Mohan treats Orlando Diaz, who is experiencing diabetic ketoacidosis because—due to recently losing his health insurance—he has only been taking half of his prescribed insulin dosage. When his wife Lorrie confides in Mohan that they will struggle to afford his hospital treatment, Mohan introduces the family to Noelle Hastings, the hospital's bed manager, who discusses payment options with them. Even with plans to alleviate the cost of his treatment, Orlando remains stressed about finances and missing work.
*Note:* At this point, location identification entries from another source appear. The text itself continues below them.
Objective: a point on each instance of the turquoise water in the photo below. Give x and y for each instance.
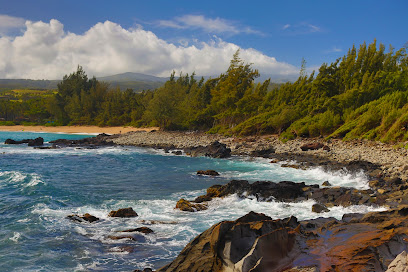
(39, 188)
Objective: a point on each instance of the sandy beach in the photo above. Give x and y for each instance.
(75, 129)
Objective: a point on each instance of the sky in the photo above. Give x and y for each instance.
(47, 39)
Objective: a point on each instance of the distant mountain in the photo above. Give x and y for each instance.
(135, 81)
(10, 84)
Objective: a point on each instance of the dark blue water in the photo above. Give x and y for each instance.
(39, 188)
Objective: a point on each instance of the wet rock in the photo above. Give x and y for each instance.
(352, 217)
(287, 165)
(326, 183)
(36, 142)
(144, 270)
(257, 243)
(264, 153)
(399, 264)
(126, 212)
(86, 217)
(207, 173)
(31, 142)
(253, 241)
(144, 230)
(188, 206)
(319, 208)
(214, 150)
(311, 146)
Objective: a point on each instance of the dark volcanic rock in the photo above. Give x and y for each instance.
(214, 150)
(36, 142)
(188, 206)
(125, 212)
(86, 217)
(319, 208)
(311, 146)
(255, 242)
(208, 173)
(31, 142)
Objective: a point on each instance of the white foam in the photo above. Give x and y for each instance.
(15, 237)
(16, 177)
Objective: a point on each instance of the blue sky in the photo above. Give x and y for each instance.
(274, 35)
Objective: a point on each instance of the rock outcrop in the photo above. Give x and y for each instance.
(125, 212)
(289, 191)
(31, 142)
(207, 173)
(86, 217)
(188, 206)
(214, 150)
(256, 242)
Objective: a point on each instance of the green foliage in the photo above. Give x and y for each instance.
(364, 94)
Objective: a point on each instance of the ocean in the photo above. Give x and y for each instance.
(40, 188)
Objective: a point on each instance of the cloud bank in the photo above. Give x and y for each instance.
(217, 25)
(46, 51)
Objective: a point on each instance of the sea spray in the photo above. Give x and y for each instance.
(40, 188)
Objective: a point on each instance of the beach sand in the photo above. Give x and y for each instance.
(75, 129)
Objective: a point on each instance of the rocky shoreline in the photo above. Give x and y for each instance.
(255, 242)
(389, 159)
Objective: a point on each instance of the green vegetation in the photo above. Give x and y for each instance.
(362, 95)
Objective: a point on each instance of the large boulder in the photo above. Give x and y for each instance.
(214, 150)
(31, 142)
(399, 264)
(188, 206)
(125, 212)
(207, 173)
(264, 153)
(36, 142)
(86, 217)
(311, 146)
(254, 241)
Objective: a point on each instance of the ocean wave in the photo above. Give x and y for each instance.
(16, 177)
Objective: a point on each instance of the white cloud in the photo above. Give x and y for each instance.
(334, 49)
(286, 26)
(217, 25)
(46, 51)
(9, 23)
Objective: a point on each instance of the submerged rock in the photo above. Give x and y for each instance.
(144, 230)
(207, 173)
(255, 242)
(86, 217)
(399, 264)
(311, 146)
(264, 153)
(319, 208)
(188, 206)
(125, 212)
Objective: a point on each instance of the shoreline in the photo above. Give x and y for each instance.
(74, 129)
(387, 158)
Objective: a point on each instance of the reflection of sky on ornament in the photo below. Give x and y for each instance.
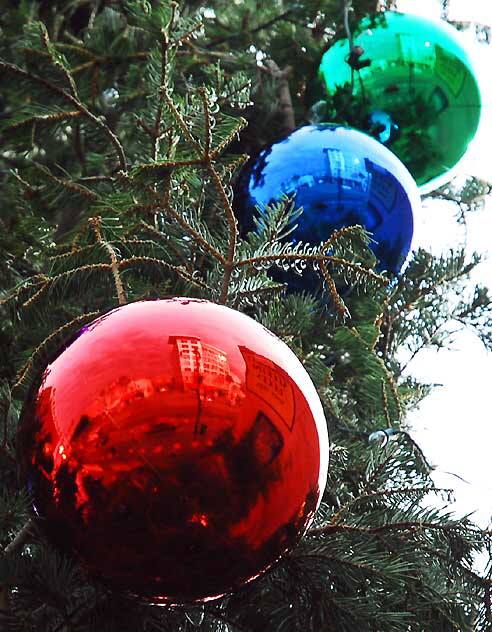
(453, 424)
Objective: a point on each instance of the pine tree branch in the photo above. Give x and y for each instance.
(24, 536)
(95, 222)
(163, 204)
(284, 97)
(163, 81)
(40, 348)
(98, 121)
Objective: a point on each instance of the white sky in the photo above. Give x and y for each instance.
(454, 424)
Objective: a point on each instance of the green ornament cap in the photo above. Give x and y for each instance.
(411, 84)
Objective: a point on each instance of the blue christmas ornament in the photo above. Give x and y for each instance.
(341, 177)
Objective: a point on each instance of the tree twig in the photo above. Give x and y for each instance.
(284, 97)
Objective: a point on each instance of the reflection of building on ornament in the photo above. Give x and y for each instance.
(206, 368)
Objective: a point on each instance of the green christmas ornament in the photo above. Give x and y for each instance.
(409, 82)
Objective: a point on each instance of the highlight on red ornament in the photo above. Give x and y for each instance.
(176, 447)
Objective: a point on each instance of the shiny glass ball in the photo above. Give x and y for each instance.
(340, 177)
(422, 77)
(176, 447)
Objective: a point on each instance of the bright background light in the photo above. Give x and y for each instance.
(453, 425)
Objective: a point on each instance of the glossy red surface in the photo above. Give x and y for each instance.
(177, 447)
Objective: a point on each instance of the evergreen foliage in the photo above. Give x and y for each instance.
(122, 126)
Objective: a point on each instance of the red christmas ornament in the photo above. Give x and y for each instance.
(177, 447)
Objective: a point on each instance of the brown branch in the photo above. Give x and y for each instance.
(163, 205)
(20, 377)
(284, 97)
(158, 118)
(319, 258)
(395, 526)
(98, 121)
(95, 222)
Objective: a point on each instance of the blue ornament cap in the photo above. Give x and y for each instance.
(340, 177)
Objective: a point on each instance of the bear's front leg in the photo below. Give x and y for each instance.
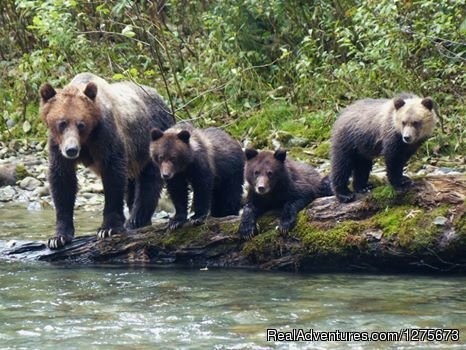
(63, 186)
(395, 160)
(289, 214)
(177, 188)
(114, 179)
(203, 184)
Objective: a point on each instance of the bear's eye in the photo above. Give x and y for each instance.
(61, 125)
(81, 126)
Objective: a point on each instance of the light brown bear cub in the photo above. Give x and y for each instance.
(393, 128)
(278, 182)
(207, 159)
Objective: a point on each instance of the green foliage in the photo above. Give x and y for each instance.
(264, 70)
Mohan collects insulin and electrolyte powder to give to Orlando, but she arrives at his room and finds it empty. Orlando has secretly left the hospital without completing his treatment in order to go to his next shift at work. Instead Abbot is using the room to self-treat an injury inflicted while working in as a SWAT team's medic. Abbot offers to pay for an Uber to transport the supplies to Orlando's house, and Mohan cleans Abbot's wound.

Mohan is distressed when paramedics return Orlando to the emergency department, having fallen off a ladder at work. Mohan is portrayed as emotional and distracted while Orlando is treated.

== Development ==
In July 2024, it was announced that Ganesh had been cast in the role of Mohan as a series regular. To prepare for the role, Ganesh attended a two-week-long bootcamp to learn about emergency medicine with her castmates. Ganesh, however, already had a familiarity with the medical terms used because she was previously a pre-med student.

== Reception ==
Harper's Bazaar has described Mohan as a "fan favorite" character. In interviews, Ganesh has told of medical professionals who have reached out to her with praise for the relatable nature of Mohan's character.

In April 2026, while the second season was still airing, it was announced that Ganesh would be leaving the show. This was controversial, and many fans directed their anger towards producer Noah Wyle. The exit of the character of Mohan fuelled arguments about poor treatment of the female characters of color in The Pitt. Referring to Tracy Ifeachor's departure as Collins after season 1, Olivia Truffaut-Wong wrote, "The Pitt writing out a woman of color for the second time makes it feel less like a story-driven decision and more like the show's way of meeting a strict woman of color quota that it can't—or won't—exceed." This has been viewed as indicative of the wider issue of racism within the entertainment industry. Others felt that her departure was a logical conclusion to Mohan's story.